New video evidence from the US Capitol on January 6 has aided the work of the FBI and prosecutors in the US Attorney’s Office in Washington, DC, in what the official says investigators continue to view as a complicated and difficult case.

One leading theory that investigators are considering is that the suspects sprayed an irritant, perhaps bear spray, that caused Sicknick to suffer a fatal reaction, the official said and CNN has previously reported.

It was claimed weeks ago that some rioters were armed with bear spray. Images of them spraying something featured in the Dems’ impeachment presentation today too. “By the time I got there, you know, officers were already getting sprayed with whatever these individuals had, which, you know, I believe they had bear mace which is literally used for bears,” said one D.C. cop to WUSA, adding that she was sprayed with it and it sealed her eyes shut. A poison-control expert told the same news outlet that the mob might have preferred bear spray to pepper spray because it’s less regulated. In some states you’re required by law to register a purchase of mace, but not so with bear spray.

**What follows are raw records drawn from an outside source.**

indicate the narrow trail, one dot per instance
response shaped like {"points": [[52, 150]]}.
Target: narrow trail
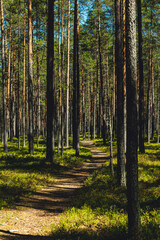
{"points": [[35, 214]]}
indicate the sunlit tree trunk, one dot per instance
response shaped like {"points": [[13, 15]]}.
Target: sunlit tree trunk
{"points": [[103, 131], [158, 102], [76, 92], [30, 79], [38, 79], [120, 96], [18, 85], [59, 80], [9, 76], [50, 82], [24, 79], [132, 158], [124, 75], [141, 81], [83, 105], [68, 77], [62, 78], [3, 80]]}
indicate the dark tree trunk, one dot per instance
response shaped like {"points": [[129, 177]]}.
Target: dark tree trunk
{"points": [[62, 81], [18, 85], [68, 77], [132, 158], [38, 78], [24, 79], [141, 81], [3, 80], [30, 79], [50, 82], [120, 96], [102, 107], [76, 94]]}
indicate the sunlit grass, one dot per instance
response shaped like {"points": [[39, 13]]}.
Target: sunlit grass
{"points": [[21, 174], [100, 210]]}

Is that what happened to Sicknick? Read the excerpt again. It sounds like the feds now *are* focused on a specific incident that happened that day that was caught on video as the possible cause of his death. Maybe the medical examiner has already identified an allergic reaction of some kind as the cause of death and cops are trying to pinpoint when that substance may have entered Sicknick’s lungs.

Exit question: It’d be nice if the Capitol Police held a press conference, say, once a month to update the public on what its latest information about the Capitol attack, no? They surely have some information on Sicknick’s death which they could share and clear this up.